Institutions of higher learning have also been plagued for decades by political interference. While the secret police and members of Ben Ali’s former ruling party were quickly ejected from Tunisian campuses after last year’s revolution, in Egypt attempts to assert academic independence — like most reform efforts so far in the country’s contested transition — have stalled. These attempts have in turn consumed an inordinate amount of students’ and professors’ energy, leaving them little time to focus on administrative and academic reforms.
Now it may be up to the Islamist parties that have swept to power in both Tunisia and Egypt to try to solve their countries’ educational problems. But their liberal and secular critics worry that they will use schools to spread their own version of morality instead.
In Tunisia, in part to allay such concerns, the moderate Ennahda refrained from pursing the education minister’s position. (The seat went to an independent nominated by a left-leaning party.) The party knew "there would have been a lot of opposition and accusations that we want to re-engineer education and instill our vision on the country," Kheriji explains. Ennahda supports Arabic-language instruction and believes Islam is a fundamental part of Tunisian identity, but, he says, "We don’t want education to be a polarizing field. We want there to be a consensus."
Nonetheless, the country has already witnessed clashes on university campuses, with fundamentalist students and their supporters demonstrating for the right of female students to wear the niqab, disrupting classes, and reportedly intimidating professors and administrators for un-Islamic behavior or teachings. Secular-leaning Tunisians have organized counterprotests.

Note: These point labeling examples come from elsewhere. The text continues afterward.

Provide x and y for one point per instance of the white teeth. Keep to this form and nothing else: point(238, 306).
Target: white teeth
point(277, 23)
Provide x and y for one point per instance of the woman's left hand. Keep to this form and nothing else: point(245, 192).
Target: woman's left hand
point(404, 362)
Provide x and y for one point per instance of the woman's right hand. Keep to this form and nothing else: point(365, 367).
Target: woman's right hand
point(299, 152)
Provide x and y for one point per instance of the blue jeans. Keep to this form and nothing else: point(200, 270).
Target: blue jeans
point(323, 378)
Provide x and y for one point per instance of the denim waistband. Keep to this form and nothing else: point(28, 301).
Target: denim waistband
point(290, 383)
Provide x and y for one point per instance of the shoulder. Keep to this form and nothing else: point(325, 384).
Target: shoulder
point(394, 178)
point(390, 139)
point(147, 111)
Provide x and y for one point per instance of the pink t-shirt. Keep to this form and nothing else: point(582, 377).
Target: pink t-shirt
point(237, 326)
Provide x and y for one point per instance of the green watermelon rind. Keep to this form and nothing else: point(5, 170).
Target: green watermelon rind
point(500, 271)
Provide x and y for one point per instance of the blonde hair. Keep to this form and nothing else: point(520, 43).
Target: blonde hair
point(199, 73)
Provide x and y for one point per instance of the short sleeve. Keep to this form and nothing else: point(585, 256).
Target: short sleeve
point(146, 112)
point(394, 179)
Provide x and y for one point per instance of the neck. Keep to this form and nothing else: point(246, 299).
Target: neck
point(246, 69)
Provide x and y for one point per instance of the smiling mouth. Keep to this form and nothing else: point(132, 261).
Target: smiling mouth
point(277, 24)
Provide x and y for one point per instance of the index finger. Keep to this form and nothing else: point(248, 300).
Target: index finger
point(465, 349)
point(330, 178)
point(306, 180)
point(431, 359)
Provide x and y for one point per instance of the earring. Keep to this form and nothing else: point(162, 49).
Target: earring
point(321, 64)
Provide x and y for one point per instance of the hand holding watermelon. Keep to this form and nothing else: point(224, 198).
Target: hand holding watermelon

In Egypt, Islamist parties — considerably more conservative than those in Tunisia — have shown much less reticence. Aleem, the head of the education committee in the Egyptian parliament, is a member of the Nour Party, a new and very conservative Islamist party that won about a quarter of parliament’s seats and that — along with the Muslim Brotherhood’s Freedom and Justice Party — forms an Islamist supermajority. The Nour Party has already voiced its interest in running the Education Ministry. But some liberals are concerned by the suggestion, in the party’s platform, that Egyptian authorities should "revise the curriculum so that it suits and supports the morals and values of Egyptian society, and remove all that contradicts true Islam." The platform calls for establishing separate, extra classes for girls — what it calls an "additional high-quality educational program that is appropriate for her nature and role and the duty that God has set her" — as well as for keeping "women’s special nature in mind when devising curricula and teaching methods, and acknowledg[ing] that what suits men does not always suit women."
Liberal Egyptian newspapers allege that Islamists intend to mandate the headscarf for schoolgirls and segregate classes — a charge Aleem denies. "We haven’t talked about any of these things," he says. The committee, he notes, is holding hearings with educational experts and planning trips to Turkey and Malaysia — two often invoked models of Islamist success — to study their education systems. And when a Nour member recently criticized early English-language classes in Egyptian schools — calling them a plan to make "our children … culturally Westernized" — the party condemned his remarks. "English is a necessary skill," Aleem says. "We want to teach many languages."
He insists that the Nour Party’s top priority, shared by Islamists and more secular Egyptians alike, is to move Egypt’s ailing education system forward — not to get caught up in fights along the way, whether about foreign languages or Mubarak’s legacy. "We’re concerned with the big issues," he promises.